Я очень волновался, что поезд уйдёт без него, плакал, а Коля меня успокаивал:
— Не плачь. Папа скоро вернётся, он пошёл прогнать курицу.
Я всё не мог успокоиться… Мне казалось, что папа отстал от поезда… Что вот он стоит одинокий в страшном и неведомом поле… И мне так жалко, так жалко было его, что безудержные рыдания сжимали горло и слёзы заливали щёки…
А когда отец приходил, я успокаивался… И так всю дорогу…
Кавказ…
Ночь.
Поезд идёт по берегу моря… Оно глухо и грозно шумит и бьётся за окнами, а перед нами туманно убегает вверх каменная стена, волнистая и жуткая…
Это — гора Арарат.
Черкешенки, под чёрными чадрами, все плачут и плачут, стонут печально и страшно… Это они так поют, как мне сказала мама.

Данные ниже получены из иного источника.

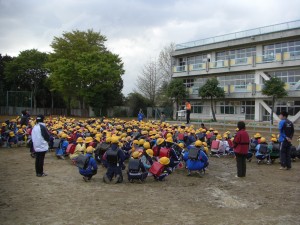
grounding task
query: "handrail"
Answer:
[175,20,300,50]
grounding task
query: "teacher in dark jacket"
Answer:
[233,121,250,177]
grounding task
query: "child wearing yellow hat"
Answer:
[127,151,148,183]
[79,146,98,182]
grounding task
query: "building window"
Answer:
[217,46,256,61]
[218,74,254,92]
[275,101,300,116]
[183,79,194,88]
[191,102,202,113]
[219,101,235,114]
[241,101,255,120]
[268,69,300,90]
[263,40,300,61]
[188,55,207,65]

На одной шумной станции была пересадка. Подошёл поезд. Я стоял в суетящейся, встревоженной толпе. Ударил второй звонок, а в вагон ещё не пускают. Ужас охватил мою душу… Я всплеснул руками и полным отчаяния голосом закричал:
— Ой боже, мы ж опоздаем!
Все вздрогнули и посмотрели на меня…
Это был как электрический ток.
Нам дали дорогу, и мы первыми вошли в вагон.
Я очень понравился одному красивому грузину с чёрными, словно залитыми дёгтем, глазами…
На каждой остановке он мне покупал кучу восточных лакомств.
Особенно мне понравились гранаты.
Грузин часто брал меня к себе на колени и учил считать по-ихнему до пяти:
— Эрти, ори, сами, охти, хути…
Но матери почему-то не понравилась моя дружба с грузином. И когда на одной из станций он пошёл за новой порцией лакомств, она спрятала меня на верхней полке.
Грузин пришёл, а мать сказала ему, что я в другом конце поезда.
Он несколько раз оббегал весь состав, всё искал меня, а пробегая мимо нашего купе, заглядывал в него и взволнованно спрашивал:
— Дэ Волода?
Мать говорила, что меня нет, и грузин бегал, как сумасшедший, по всем вагонам и кричал:
— Вы нэ видэл такой смуглый, хорошенкий малчик?..
Ему отвечали смехом, и он бежал дальше…
Наконец его отчаянные крики прекратились. Наверное, он сошёл на своей станции. И мать разрешила мне сидеть на нижней полке и снова смотреть в окно.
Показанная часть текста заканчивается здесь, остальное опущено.